The variable PRN has been renamed to PRNORDER in the Patient dataset due to the fact that PRN is a reserved command in SPSS.
Numeric recodes of the variables ADX1, CDDX1 through CDDX16, and PROCDX1 through PROCDX5 have been created in the Patient File. The values for variables ADX1 and CDX1 through CDX16 have been concatenated so that the values represent only the basic three-digit ICD-9 coding. In the same manner, the values for the variables PROCDX1 though PROCDX5 have been concatenated so that the values represent the basic two-digit ICD-9 procedures codes.
Data users should be aware that the variable NOWSPECRC in the NHHAS dataset has been reduced from a column of width of 255 to 244 due to a STATA limitation. This reduction in column width affects all files associated with the NHHAS dataset. In reducing the column width, no data was altered or truncated.
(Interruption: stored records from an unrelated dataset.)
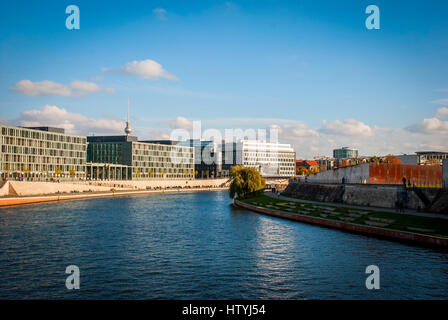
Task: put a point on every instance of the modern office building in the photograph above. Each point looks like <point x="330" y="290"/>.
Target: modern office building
<point x="208" y="158"/>
<point x="345" y="153"/>
<point x="41" y="153"/>
<point x="139" y="159"/>
<point x="271" y="159"/>
<point x="431" y="157"/>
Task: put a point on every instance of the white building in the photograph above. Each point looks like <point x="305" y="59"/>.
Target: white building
<point x="271" y="159"/>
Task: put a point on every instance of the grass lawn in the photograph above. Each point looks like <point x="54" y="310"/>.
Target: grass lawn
<point x="387" y="220"/>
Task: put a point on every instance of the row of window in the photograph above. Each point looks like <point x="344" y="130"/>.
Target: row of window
<point x="40" y="135"/>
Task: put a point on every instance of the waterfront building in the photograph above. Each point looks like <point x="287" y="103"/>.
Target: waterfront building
<point x="325" y="163"/>
<point x="345" y="153"/>
<point x="307" y="164"/>
<point x="408" y="158"/>
<point x="140" y="159"/>
<point x="41" y="153"/>
<point x="208" y="158"/>
<point x="271" y="159"/>
<point x="445" y="173"/>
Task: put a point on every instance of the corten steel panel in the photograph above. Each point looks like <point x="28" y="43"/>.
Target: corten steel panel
<point x="421" y="176"/>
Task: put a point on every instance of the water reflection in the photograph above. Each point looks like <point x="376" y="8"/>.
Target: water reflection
<point x="197" y="246"/>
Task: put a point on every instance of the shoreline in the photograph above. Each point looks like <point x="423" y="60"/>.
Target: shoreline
<point x="389" y="234"/>
<point x="7" y="202"/>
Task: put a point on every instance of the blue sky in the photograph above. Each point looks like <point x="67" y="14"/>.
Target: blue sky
<point x="311" y="68"/>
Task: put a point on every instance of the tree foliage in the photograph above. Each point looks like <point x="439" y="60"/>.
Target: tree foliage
<point x="245" y="181"/>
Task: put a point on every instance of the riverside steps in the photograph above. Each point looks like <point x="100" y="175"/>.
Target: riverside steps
<point x="412" y="227"/>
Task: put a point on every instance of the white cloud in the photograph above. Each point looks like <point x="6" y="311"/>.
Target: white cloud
<point x="88" y="87"/>
<point x="181" y="123"/>
<point x="297" y="130"/>
<point x="76" y="88"/>
<point x="443" y="102"/>
<point x="430" y="126"/>
<point x="73" y="123"/>
<point x="147" y="69"/>
<point x="348" y="127"/>
<point x="160" y="13"/>
<point x="442" y="113"/>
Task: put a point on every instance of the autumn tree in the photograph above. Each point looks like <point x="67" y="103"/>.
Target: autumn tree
<point x="245" y="181"/>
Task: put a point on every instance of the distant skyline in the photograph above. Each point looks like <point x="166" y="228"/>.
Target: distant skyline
<point x="310" y="68"/>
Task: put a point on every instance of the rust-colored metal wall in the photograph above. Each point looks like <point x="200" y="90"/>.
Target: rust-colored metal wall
<point x="421" y="176"/>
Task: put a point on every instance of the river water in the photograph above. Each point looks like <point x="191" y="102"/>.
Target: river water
<point x="197" y="246"/>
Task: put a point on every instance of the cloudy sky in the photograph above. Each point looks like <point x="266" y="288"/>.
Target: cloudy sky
<point x="310" y="69"/>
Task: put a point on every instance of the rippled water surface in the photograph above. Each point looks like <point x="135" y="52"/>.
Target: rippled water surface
<point x="196" y="246"/>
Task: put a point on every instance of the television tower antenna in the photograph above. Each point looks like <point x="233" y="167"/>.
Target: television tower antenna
<point x="128" y="129"/>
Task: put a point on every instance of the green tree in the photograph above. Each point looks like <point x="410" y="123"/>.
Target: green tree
<point x="245" y="181"/>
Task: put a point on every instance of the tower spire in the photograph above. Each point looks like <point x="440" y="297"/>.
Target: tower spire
<point x="128" y="129"/>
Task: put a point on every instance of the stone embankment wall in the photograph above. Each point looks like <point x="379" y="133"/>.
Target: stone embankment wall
<point x="445" y="174"/>
<point x="383" y="173"/>
<point x="29" y="188"/>
<point x="355" y="174"/>
<point x="383" y="196"/>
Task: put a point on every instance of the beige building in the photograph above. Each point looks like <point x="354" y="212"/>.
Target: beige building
<point x="41" y="153"/>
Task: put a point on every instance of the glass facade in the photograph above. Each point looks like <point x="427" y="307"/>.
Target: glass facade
<point x="40" y="154"/>
<point x="146" y="160"/>
<point x="345" y="153"/>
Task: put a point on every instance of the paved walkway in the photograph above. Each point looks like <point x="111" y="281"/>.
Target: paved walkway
<point x="335" y="204"/>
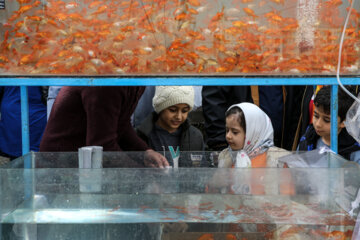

Sample: The 2007 National Home and Hospice Care Survey used a stratified two-stage probability design. The first stage, carried out by the NCHS, was the selection of home health and hospice agencies from the sample frame of over 15,000 agencies, representing the universe of agencies providing home health care and hospice services in the United States. The second stage of sample selection was completed by the interviewers during the agency interviews. Of the 1,545 agencies in the sample, 1,461 were considered in scope. Of the in-scope agencies, 1,036 agreed to participate. The 2007 National Home Health Aide Survey used a two-stage probability sample design with the NHHCS agency sampled first and a random selection of aides from each of the paricipating sampled NHHCS agencies sampled second. Of the 1,036 agencies that participated in the 2007 NHHCS, 52 agencies had no aides to sample, resulting in 984 agencies eligible to participate in the NHHAS. Of the 984 eligible agencies, 955 agencies participated in the survey. From the 984 eligible agencies, 4,279 of the sample cases were eligible, and 3,377 aides completed the survey.
Mode of Data Collection: computer-assisted personal interview (CAPI), computer-assisted telephone interview (CATI)
Extent of Processing: ICPSR data undergo a confidentiality review and are altered when necessary to limit the risk of disclosure. ICPSR also routinely creates ready-to-go data files along with setups in the major statistical software formats as well as standard codebooks to accompany the data. In addition to these procedures, ICPSR performed the following processing steps for this data collection:
- Created variable labels and/or value labels.
- Performed recodes and/or calculated derived variables.